Publication year - 2019
Publication title -
diabetic medicine
Language(s) - English
Resource type - Journals
SCImago Journal Rank - 1.474
H-Index - 145
eISSN - 1464-5491
pISSN - 0742-3071
DOI - 10.1111/dme.13864
Subject(s) - medicine , pregnancy , betamethasone , gestational diabetes , diabetes mellitus , gestational age , obstetrics , insulin , incidence (geometry) , gestation , endocrinology , genetics , physics , optics , biology
Aims Marked hyperglycaemia is common following betamethasone administration in women with gestational diabetes (GDM), and may contribute to neonatal hypoglycaemia. Validated protocols to deliver glycaemic stability following betamethasone are lacking. We hypothesized that an intravenous insulin (IVI) protocol for pregnancy‐specific glycaemic targets (Pregnancy‐IVI) would achieve greater at‐target glycaemic control than a generic adult intravenous insulin protocol (Adult‐IVI), and may reduce neonatal hypoglycaemia. Methods A retrospective cohort study of the performance Adult‐IVI and Pregnancy‐IVI following betamethasone in GDM, sequentially implemented at a tertiary hospital, without change in indication for IVI. Cases were identified by electronic record search.
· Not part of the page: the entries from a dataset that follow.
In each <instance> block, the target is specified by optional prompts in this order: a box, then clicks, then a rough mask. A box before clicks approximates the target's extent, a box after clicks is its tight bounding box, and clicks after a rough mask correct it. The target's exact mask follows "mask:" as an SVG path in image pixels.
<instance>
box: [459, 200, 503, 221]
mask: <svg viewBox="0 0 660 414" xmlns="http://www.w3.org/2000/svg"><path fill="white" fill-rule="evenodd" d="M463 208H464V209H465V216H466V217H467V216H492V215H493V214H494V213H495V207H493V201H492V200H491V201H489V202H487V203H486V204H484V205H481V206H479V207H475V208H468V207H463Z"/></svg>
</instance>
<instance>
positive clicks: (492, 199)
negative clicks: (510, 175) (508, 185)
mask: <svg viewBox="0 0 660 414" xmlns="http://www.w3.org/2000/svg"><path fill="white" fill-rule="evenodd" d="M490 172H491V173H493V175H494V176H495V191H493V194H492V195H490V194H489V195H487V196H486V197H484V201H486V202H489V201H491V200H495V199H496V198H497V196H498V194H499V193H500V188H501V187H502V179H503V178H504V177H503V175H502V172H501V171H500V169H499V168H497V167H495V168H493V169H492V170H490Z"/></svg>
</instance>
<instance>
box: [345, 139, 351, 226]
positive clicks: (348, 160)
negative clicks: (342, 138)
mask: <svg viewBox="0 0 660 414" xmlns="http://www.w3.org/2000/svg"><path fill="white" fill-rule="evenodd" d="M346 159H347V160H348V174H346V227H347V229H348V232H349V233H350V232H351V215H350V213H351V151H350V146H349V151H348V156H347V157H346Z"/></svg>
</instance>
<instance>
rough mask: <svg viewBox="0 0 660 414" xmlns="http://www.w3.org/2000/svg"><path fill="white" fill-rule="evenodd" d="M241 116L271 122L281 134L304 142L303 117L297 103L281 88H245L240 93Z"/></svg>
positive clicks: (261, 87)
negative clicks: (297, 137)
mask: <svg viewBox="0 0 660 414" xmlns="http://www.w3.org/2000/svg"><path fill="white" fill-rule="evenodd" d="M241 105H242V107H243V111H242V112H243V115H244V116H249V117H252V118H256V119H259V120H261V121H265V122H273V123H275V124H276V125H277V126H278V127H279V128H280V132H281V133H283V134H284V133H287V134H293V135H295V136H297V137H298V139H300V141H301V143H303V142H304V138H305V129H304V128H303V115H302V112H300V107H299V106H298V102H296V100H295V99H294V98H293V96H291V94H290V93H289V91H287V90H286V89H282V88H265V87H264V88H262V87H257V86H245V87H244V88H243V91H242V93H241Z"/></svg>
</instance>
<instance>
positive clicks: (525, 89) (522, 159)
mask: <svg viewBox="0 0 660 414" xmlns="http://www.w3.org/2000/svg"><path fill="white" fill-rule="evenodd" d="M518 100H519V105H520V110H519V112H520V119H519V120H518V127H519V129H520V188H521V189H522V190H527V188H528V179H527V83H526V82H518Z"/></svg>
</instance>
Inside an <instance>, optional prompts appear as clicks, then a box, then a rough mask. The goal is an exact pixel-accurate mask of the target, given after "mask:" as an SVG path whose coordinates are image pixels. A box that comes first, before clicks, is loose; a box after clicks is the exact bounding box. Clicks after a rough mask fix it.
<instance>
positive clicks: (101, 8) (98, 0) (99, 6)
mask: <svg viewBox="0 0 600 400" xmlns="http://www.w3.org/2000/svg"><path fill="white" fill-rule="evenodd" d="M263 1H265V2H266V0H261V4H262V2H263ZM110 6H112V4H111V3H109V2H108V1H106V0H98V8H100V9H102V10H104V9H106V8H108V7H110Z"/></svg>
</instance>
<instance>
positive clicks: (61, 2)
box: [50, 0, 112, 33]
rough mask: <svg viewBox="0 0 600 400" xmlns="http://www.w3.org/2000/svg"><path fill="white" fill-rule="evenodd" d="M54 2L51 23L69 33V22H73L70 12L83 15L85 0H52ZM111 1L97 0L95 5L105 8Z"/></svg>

Primary outcome was percentage of on‐IVI time with at‐target glycaemia [blood glucose level (BGL) 3.8–7 mmol/l]. Secondary outcomes were time with critical hyperglycaemia (BGL > 10 mmol/l), occurrence of maternal hypoglycaemia (BGL < 3.8 mmol/l), and incidence of neonatal hypoglycaemia (BGL ≤ 2.5 mmol/l) if betamethasone was administered within 48 h of birth. Results The cohorts comprised 151 women (Adult‐IVI n = 86; Pregnancy‐IVI n = 65). The primary outcome was 68% time‐at‐target [95% confidence interval (CI) 64–71%) for Pregnancy‐IVI compared with 55% (95% CI 50–60%) for Adult‐IVI ( P = 0.0002). Critical maternal hyperglycaemia (0% vs. 2%, P = 0.02) and hypoglycaemia (2% vs. 12%, P = 0.02) were both lower with Pregnancy‐IVI than Adult‐IVI. Neonatal hypoglycaemia was less common after Pregnancy‐IVI (29%) than after Adult‐IVI (54%, P = 0.03). A multiple logistic regression model adjusting for potential confounders gave an odds ratio for neonatal hypoglycaemia with Pregnancy‐IVI of 0.27 (95% CI 0.10–0.76, P = 0.01). Conclusions An IVI protocol designed for pregnancy effectively controlled maternal hyperglycaemia following betamethasone administration in GDM. This is the first intervention to show a reduction in betamethasone‐associated neonatal hypoglycaemia, linked with optimum maternal glycaemic control.